Knowing that Wil Strijbos would have some in stock, I’d asked him to reserve one for me and let me know when they were available, so I was quite surprised and rather delighted, when one appeared on my breakfast table shortly after MPP12. [Don’t ask, I won’t tell!]
The T8 is a proper, heavy lock – there is no chance of jimmying it or opening it any other way than the one that Rainer intended. In common with the T3 – my favourite Tricklock, this lock too has no key and is totally self-contained. The shiny stainless steel shackle protrudes through the main shaft on the one side and locks securely into the shaft at the other side. Rainer’s customary logo along with the locks ‘T8’ designation appear on the one end of the shaft and the other end has an interesting little brass knob protruding from the end of the steel shaft – which in turn has a small sprung button poking out of the end of it.
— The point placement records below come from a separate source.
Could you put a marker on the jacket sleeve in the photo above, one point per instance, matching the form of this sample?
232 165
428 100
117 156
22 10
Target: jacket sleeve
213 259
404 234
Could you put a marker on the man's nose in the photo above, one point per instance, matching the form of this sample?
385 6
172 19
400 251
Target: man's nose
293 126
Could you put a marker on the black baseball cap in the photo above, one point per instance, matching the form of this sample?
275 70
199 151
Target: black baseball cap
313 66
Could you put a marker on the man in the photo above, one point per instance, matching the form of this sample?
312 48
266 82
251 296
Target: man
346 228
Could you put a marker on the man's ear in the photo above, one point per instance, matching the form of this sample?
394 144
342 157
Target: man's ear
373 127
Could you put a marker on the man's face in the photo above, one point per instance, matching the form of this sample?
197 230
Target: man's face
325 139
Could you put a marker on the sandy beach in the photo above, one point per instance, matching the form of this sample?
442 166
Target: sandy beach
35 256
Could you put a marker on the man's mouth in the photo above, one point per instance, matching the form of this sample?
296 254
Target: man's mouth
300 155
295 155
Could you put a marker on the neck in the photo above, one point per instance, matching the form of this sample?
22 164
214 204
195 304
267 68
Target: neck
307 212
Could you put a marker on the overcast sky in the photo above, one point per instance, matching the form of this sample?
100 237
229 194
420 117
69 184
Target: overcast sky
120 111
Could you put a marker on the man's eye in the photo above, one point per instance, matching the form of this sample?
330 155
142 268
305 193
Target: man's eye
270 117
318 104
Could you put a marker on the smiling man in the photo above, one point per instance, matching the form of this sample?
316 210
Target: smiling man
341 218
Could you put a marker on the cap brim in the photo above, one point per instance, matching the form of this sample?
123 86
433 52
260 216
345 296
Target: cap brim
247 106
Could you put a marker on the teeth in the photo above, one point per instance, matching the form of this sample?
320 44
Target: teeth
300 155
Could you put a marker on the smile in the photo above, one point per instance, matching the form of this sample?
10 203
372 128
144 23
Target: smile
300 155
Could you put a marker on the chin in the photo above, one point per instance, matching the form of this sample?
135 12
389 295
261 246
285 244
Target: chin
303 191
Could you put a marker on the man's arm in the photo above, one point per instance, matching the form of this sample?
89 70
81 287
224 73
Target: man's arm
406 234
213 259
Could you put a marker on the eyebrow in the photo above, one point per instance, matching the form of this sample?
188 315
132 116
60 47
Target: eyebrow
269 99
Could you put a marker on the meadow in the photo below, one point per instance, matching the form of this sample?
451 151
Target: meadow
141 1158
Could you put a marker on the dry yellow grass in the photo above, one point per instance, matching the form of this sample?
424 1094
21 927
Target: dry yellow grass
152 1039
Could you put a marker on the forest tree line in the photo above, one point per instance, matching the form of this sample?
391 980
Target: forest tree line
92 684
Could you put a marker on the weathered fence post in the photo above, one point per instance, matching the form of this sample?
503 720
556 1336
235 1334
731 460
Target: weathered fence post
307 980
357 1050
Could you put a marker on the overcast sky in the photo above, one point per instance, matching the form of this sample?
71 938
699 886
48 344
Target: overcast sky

After dispensing with my croissants and orange juice, I begin to fiddle around with it, finding one or two interesting little things to do, and then nothing … at which point Louis mentions that it took him a while to solve his copy and all hope of solving it any time soon evaporates!
I spend a while fiddling around and I’m pretty certain that I understand the first few steps thoroughly, but cannot for the life of me see where to go next…
I put it aside for a while and switch to something else while I wait for inspiration to strike … it’s a lonely wait!
I end up spending a couple of hours getting nowhere spread over a couple of days. My theories and experiments become more and more obtuse until I’m experimenting trying some theories that would be totally out of place on a quality puzzle such as this one – but I’m running out of ideas…
Eventually I spot something unusual happening while I’m idly fiddling with it and that leads me onto an entirely new avenue of discovery – and I have it open for the first time in two days… but even when it’s open, it doesn’t give you any further clues to the locking mechanism – in fact it’s the lack of clues that provides a clue… !
A few more minutes of experimentation and I’ve worked out how to lock and unlock it efficiently – and it’s an excellent puzzle. The mechanism isn’t widely used and is so well disguised that it should take you a while to recognise the signs and work out how to get around it … an excellent addition to Rainer’s series of puzzle locks.